- Born: July 1, 1961 (age 64) Woolwich, London, England
- Occupation: Actress
- Years active: 1992–present

= Lesley Vickerage =

English actress (born 1961)

Lesley Francesca Vickerage (born Woolwich, 1961) is an English actress best known for her roles as WPC Jenny Dean in the television series Between the Lines, as Lieutenant (later Captain) Kate Butler in Soldier Soldier, as Helen Lynley in the television series The Inspector Lynley Mysteries, and as Aunt Jane in the television series Moonfleet.

==Early years==
The daughter of John B. Vickerage, a company director, and his wife Christine Akers, Vickerage grew up in Kidbrooke, Greenwich. Her desire to be an actress began when she was a girl. She said, "My parents were both frustrated actors, and I used to go to Saturday morning drama classes."

== Career ==
Before she became an actress, Vickerage was a secretary and at one time worked for the head of BBC drama. She also sang in the Middle East. In the late 1980s, she trained at Drama Studio London, graduating in 1989 with a commendation which was reported in The Stage.

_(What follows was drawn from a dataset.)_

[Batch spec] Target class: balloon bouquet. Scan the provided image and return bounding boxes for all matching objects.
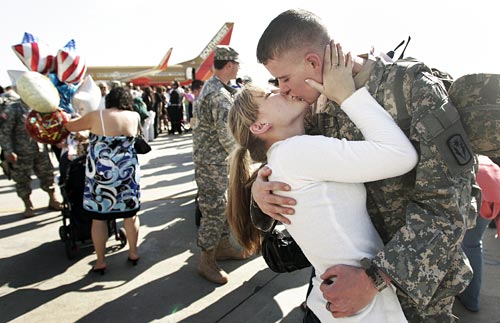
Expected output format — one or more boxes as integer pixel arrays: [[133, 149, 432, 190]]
[[8, 33, 101, 144]]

On stage, between 1990 and 1991 Vickerage appeared in David Hines's Bondage, playing a prostitute who prowls the streets around King's Cross looking for customers, wearing a white mac over black lace underwear. A reviewer found that "she convincingly mimes dejected pathos, plucky humour, and lip-furled disgust."

On screen, she had a walk on part in 1991 in King Ralph as a woman in the shop near the end of the film. From 1992 to 1994 she appeared in Soldier Soldier as Second Lieutenant (later Lieutenant, and then Captain) Kate Butler (later Voce). She was Ellie in My Good Friend (1995), Viv Casey in Grafters (1998–1999), Helen Lynley in The Inspector Lynley Mysteries (2001–2004), and the space pilot Vornholt in the BBC series Bugs. She has also appeared in episodes of The Bill, Silent Witness, Sea of Souls, Inspector Morse, Holby City, Law & Order: UK, Midsomer Murders, Doctors, Lewis, My Family, The Murder Room and Between the Lines. She played Liz in Friday Night Dinner and Katherine Dutta in the Inspector Lewis episode "Down Amongst the Fearful" (2013).

Vickerage was scheduled to appear in the Salisbury Playhouse production of Ira Levin's play Deathtrap in February 2016.